OTTAWA — Canadian privacy could be imperilled by apparent U.S. plans to demand cellphone and social media passwords from foreign visitors, a federal watchdog says.
In a letter to the House of Commons public safety committee, privacy commissioner Daniel Therrien warns the recent pronouncements from the Trump administration could mean intrusive searches — even at preclearance facilities in Canada.
In February, U.S. Homeland Security Secretary John Kelly suggested at a hearing that American officials could ask people entering the U.S. about the Internet sites they visit as well as passwords to help assess their online activities.
Kelly's proposal prompted an American coalition of human rights and civil liberties organizations and experts in security, technology and the law to express "deep concern."

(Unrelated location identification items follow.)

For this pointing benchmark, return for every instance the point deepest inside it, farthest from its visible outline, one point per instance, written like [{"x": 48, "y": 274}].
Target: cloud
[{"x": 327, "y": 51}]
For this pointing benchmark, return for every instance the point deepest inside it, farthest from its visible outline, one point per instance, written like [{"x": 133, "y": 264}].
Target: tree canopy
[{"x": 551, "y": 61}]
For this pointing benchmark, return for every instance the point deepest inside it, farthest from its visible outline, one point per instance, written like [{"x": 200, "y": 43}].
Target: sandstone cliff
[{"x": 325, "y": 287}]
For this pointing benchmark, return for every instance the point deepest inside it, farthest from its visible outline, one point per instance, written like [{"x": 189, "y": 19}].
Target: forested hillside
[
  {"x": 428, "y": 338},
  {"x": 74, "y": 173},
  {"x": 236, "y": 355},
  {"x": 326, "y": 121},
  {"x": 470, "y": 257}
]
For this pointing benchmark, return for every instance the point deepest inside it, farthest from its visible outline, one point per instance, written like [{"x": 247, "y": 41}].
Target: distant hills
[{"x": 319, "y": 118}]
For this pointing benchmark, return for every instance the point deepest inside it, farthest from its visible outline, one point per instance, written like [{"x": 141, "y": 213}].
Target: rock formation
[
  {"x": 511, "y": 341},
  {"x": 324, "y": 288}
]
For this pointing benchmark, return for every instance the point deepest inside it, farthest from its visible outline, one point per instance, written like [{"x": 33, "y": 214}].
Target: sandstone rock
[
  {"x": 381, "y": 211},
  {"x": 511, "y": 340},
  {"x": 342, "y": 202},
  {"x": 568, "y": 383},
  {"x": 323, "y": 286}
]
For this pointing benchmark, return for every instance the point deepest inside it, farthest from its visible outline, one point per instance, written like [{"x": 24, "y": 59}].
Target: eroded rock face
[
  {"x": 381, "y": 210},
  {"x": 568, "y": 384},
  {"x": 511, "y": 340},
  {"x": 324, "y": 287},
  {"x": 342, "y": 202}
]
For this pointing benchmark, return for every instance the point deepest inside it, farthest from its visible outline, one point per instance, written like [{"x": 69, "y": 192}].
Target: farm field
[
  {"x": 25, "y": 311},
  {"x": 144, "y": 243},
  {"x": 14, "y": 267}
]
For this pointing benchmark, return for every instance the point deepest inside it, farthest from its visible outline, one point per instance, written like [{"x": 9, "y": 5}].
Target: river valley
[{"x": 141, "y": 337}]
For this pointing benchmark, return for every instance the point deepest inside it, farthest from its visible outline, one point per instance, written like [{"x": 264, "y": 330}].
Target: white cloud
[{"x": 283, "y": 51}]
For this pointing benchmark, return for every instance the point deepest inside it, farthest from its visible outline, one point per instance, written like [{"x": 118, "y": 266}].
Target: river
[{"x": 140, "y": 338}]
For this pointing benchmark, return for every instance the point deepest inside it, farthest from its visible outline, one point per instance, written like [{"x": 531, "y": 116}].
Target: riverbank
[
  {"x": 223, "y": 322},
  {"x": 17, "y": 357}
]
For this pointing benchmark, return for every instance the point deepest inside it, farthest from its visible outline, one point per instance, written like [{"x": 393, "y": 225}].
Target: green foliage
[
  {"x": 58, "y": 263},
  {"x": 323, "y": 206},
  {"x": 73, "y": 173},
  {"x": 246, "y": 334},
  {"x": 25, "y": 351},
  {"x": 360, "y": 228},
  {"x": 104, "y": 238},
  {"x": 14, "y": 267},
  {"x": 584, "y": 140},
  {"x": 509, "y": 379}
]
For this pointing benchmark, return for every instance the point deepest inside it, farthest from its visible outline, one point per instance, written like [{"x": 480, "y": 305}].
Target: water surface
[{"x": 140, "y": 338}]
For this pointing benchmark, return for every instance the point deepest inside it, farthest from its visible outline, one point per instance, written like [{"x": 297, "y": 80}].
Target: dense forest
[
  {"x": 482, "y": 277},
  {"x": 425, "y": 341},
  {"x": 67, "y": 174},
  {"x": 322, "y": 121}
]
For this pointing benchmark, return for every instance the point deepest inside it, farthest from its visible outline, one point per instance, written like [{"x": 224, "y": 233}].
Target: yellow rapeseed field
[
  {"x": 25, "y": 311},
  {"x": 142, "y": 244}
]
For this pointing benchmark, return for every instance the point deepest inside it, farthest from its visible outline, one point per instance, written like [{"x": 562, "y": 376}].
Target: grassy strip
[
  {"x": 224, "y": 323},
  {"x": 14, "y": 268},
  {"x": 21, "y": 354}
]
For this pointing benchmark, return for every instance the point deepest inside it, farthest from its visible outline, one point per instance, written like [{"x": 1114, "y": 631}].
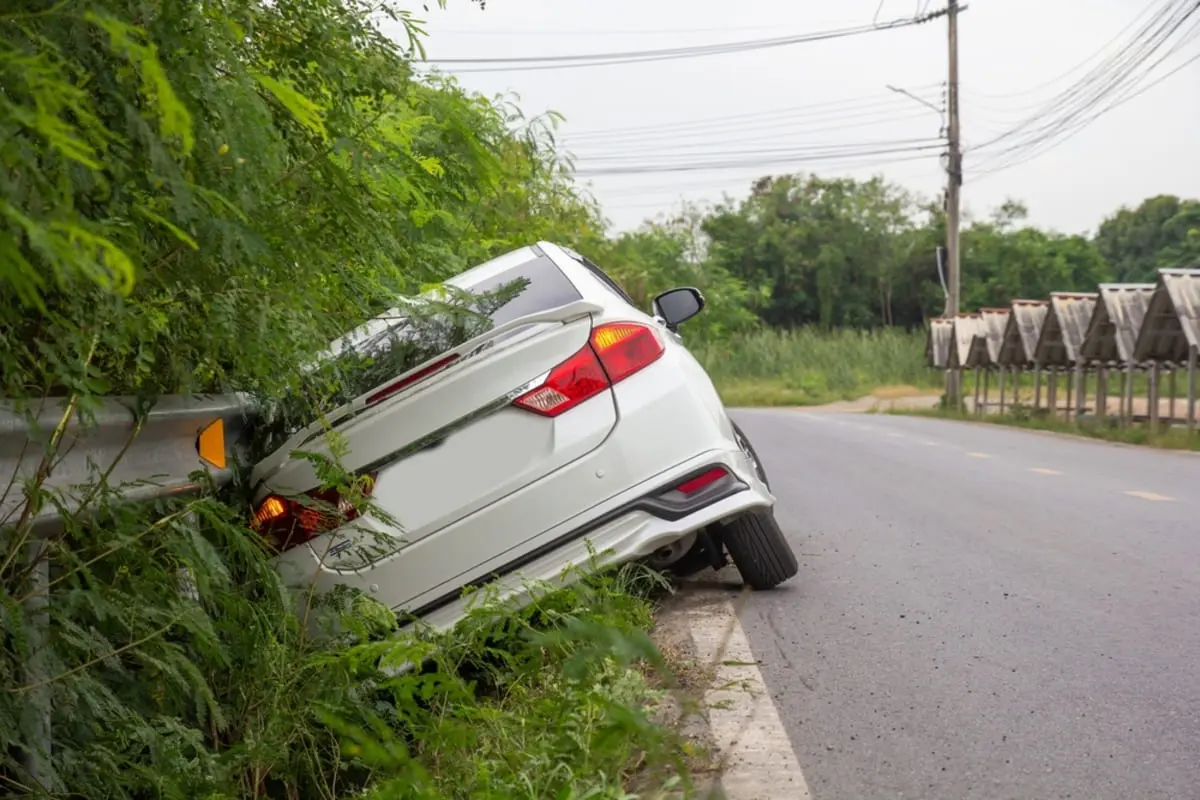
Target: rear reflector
[
  {"x": 613, "y": 353},
  {"x": 286, "y": 523},
  {"x": 411, "y": 379},
  {"x": 705, "y": 479}
]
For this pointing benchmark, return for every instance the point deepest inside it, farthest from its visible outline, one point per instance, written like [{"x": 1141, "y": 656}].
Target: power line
[
  {"x": 1115, "y": 82},
  {"x": 1073, "y": 70},
  {"x": 851, "y": 106},
  {"x": 1116, "y": 104},
  {"x": 631, "y": 31},
  {"x": 826, "y": 167},
  {"x": 703, "y": 138},
  {"x": 815, "y": 149},
  {"x": 1111, "y": 72},
  {"x": 573, "y": 60},
  {"x": 779, "y": 160}
]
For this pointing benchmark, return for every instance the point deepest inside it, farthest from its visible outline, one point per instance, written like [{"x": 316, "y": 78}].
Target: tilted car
[{"x": 573, "y": 425}]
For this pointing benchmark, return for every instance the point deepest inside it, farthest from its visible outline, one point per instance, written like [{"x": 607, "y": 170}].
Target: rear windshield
[
  {"x": 473, "y": 307},
  {"x": 419, "y": 330}
]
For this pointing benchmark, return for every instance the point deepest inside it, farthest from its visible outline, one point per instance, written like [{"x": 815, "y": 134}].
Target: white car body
[{"x": 486, "y": 491}]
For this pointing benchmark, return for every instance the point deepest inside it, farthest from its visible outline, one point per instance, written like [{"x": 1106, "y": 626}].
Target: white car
[{"x": 575, "y": 427}]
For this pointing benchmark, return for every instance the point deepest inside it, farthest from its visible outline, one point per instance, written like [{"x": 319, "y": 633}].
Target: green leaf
[{"x": 305, "y": 112}]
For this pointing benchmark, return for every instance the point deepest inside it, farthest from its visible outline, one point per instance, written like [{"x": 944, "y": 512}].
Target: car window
[
  {"x": 603, "y": 277},
  {"x": 528, "y": 288},
  {"x": 546, "y": 288}
]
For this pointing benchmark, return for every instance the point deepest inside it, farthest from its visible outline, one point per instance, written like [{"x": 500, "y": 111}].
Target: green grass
[
  {"x": 808, "y": 366},
  {"x": 1169, "y": 438}
]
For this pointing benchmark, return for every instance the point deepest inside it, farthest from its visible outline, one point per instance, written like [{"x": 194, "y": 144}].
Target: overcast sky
[{"x": 779, "y": 108}]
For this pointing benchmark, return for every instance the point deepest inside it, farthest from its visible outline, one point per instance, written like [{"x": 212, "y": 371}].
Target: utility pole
[{"x": 954, "y": 184}]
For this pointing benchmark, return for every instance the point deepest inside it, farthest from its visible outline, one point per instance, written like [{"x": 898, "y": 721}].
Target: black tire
[
  {"x": 744, "y": 441},
  {"x": 759, "y": 549}
]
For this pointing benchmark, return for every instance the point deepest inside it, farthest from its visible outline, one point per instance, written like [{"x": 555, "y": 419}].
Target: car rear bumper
[
  {"x": 633, "y": 528},
  {"x": 627, "y": 527}
]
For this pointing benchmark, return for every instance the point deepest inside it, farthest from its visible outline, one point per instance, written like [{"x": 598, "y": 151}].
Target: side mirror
[{"x": 677, "y": 306}]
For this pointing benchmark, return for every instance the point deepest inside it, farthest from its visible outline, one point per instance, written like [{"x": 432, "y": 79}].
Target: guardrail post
[
  {"x": 36, "y": 713},
  {"x": 1152, "y": 396},
  {"x": 1080, "y": 389},
  {"x": 1170, "y": 388},
  {"x": 1053, "y": 392},
  {"x": 1127, "y": 396},
  {"x": 1192, "y": 388}
]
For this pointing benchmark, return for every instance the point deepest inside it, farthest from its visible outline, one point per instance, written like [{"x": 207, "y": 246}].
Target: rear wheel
[
  {"x": 759, "y": 549},
  {"x": 748, "y": 449},
  {"x": 754, "y": 540}
]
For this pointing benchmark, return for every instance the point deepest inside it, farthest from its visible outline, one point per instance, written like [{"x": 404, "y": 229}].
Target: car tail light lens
[
  {"x": 613, "y": 353},
  {"x": 701, "y": 481},
  {"x": 285, "y": 522}
]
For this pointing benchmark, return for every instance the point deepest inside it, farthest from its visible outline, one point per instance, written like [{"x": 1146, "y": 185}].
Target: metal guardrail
[
  {"x": 67, "y": 451},
  {"x": 147, "y": 456},
  {"x": 1120, "y": 330}
]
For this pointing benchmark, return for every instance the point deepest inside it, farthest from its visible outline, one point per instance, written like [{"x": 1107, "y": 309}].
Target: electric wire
[
  {"x": 783, "y": 158},
  {"x": 1097, "y": 94}
]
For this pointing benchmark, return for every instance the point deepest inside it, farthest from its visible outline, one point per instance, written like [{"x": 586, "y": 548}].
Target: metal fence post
[{"x": 1171, "y": 388}]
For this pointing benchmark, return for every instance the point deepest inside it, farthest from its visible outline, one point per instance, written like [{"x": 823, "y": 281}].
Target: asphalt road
[{"x": 982, "y": 612}]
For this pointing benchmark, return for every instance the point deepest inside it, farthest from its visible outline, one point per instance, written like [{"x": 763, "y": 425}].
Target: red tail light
[
  {"x": 415, "y": 378},
  {"x": 287, "y": 523},
  {"x": 702, "y": 480},
  {"x": 613, "y": 353}
]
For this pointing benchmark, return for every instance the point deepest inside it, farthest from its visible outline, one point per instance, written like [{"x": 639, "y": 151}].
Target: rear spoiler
[{"x": 465, "y": 352}]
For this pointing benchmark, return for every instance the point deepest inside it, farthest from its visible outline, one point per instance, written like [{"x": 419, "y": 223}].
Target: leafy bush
[{"x": 199, "y": 197}]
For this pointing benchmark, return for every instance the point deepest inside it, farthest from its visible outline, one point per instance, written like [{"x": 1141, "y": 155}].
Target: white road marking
[
  {"x": 760, "y": 763},
  {"x": 1149, "y": 495}
]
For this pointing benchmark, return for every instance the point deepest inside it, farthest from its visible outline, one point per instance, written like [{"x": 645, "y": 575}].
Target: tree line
[
  {"x": 835, "y": 252},
  {"x": 197, "y": 197}
]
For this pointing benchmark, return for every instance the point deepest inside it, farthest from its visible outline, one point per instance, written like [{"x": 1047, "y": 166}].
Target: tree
[{"x": 817, "y": 251}]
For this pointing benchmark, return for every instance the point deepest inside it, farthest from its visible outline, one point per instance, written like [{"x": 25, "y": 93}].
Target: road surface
[{"x": 981, "y": 612}]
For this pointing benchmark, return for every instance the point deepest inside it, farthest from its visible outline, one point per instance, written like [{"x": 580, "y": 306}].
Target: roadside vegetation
[
  {"x": 822, "y": 287},
  {"x": 1167, "y": 437},
  {"x": 197, "y": 198}
]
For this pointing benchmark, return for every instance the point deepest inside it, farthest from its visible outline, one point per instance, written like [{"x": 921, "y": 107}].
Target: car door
[{"x": 450, "y": 443}]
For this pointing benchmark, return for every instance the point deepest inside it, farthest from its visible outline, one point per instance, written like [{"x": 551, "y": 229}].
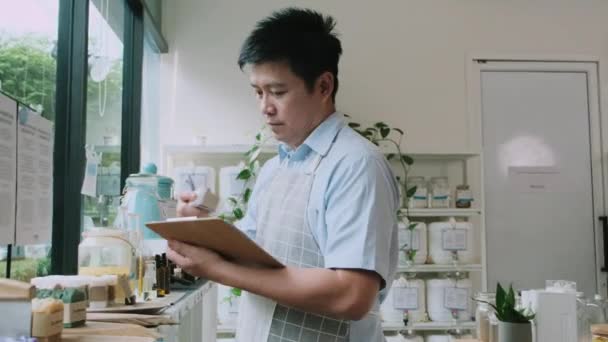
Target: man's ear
[{"x": 325, "y": 84}]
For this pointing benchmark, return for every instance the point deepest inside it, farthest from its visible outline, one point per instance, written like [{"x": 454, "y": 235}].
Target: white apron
[{"x": 283, "y": 231}]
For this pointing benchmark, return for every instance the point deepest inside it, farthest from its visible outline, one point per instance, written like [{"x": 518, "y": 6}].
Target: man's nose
[{"x": 267, "y": 106}]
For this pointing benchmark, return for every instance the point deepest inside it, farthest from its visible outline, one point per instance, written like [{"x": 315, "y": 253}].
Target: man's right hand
[{"x": 184, "y": 209}]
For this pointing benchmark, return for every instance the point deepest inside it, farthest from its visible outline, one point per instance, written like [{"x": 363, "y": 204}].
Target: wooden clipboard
[{"x": 215, "y": 234}]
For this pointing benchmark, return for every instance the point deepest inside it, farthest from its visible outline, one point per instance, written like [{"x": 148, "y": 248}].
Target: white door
[{"x": 542, "y": 173}]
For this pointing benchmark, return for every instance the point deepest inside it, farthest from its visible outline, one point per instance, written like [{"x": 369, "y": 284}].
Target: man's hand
[
  {"x": 184, "y": 209},
  {"x": 195, "y": 260}
]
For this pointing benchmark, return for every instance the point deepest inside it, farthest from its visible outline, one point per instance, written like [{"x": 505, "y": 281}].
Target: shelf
[
  {"x": 225, "y": 329},
  {"x": 440, "y": 268},
  {"x": 447, "y": 212},
  {"x": 216, "y": 149},
  {"x": 428, "y": 326}
]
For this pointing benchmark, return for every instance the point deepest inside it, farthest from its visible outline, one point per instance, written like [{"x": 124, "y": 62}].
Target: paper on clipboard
[{"x": 215, "y": 234}]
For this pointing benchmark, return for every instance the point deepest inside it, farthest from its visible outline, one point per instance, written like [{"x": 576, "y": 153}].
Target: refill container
[
  {"x": 405, "y": 300},
  {"x": 416, "y": 239},
  {"x": 451, "y": 242},
  {"x": 105, "y": 252},
  {"x": 449, "y": 299}
]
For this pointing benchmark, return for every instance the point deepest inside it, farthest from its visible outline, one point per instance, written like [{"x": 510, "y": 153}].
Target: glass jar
[
  {"x": 105, "y": 252},
  {"x": 482, "y": 315},
  {"x": 440, "y": 192},
  {"x": 464, "y": 196},
  {"x": 420, "y": 198}
]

The Wall Street Journal reported last month that visitors to the U.S. could be forced to provide cellphone contacts and social-media passwords.
Currently, passengers flying to American cities through eight major Canadian airports can be precleared there by U.S. Customs and Border Protection officers.
The Commons public safety committee is studying legislation that would expand preclearance operations.
Under the bill, U.S. searches at preclearance facilities would be governed by Canadian law, including the Charter of Rights and Freedoms.
But Therrien says those protections appear to be hollow because they could not be enforced in court due to immunity provisions that significantly limit access to civil remedies for the actions of U.S. border officers carrying out preclearance duties.
In many situations, Therrien says in the letter, "it would appear that Canadians who wish to enter the U.S. will, at preclearance locations in Canada as well as at border points in the U.S., have to face the difficult choice of either accepting a search without grounds or forgoing their wish to travel to the U.S."
Under long-standing plans, preclearance is being expanded to Billy Bishop Toronto City Airport and Quebec City's Jean Lesage International Airport, as well as for rail service in Montreal and Vancouver.
In March, Canada and the U.S. agreed to bring preclearance to other, unspecified locations.
The Liberal government says the preclearance arrangements would strengthen security and prosperity while ensuring respect for the sovereignty of both countries.
Efforts to move people and goods across the 49th parallel more quickly and efficiently have unfolded against a backdrop of uncertainty following Donald Trump's election in November.
The Nexus trusted-traveller cards of about 200 Canadian permanent residents were suddenly cancelled after Trump issued an executive immigration order banning visitors from several largely Muslim countries.
There have also been reports of minorities from Canada being turned away at the U.S. border.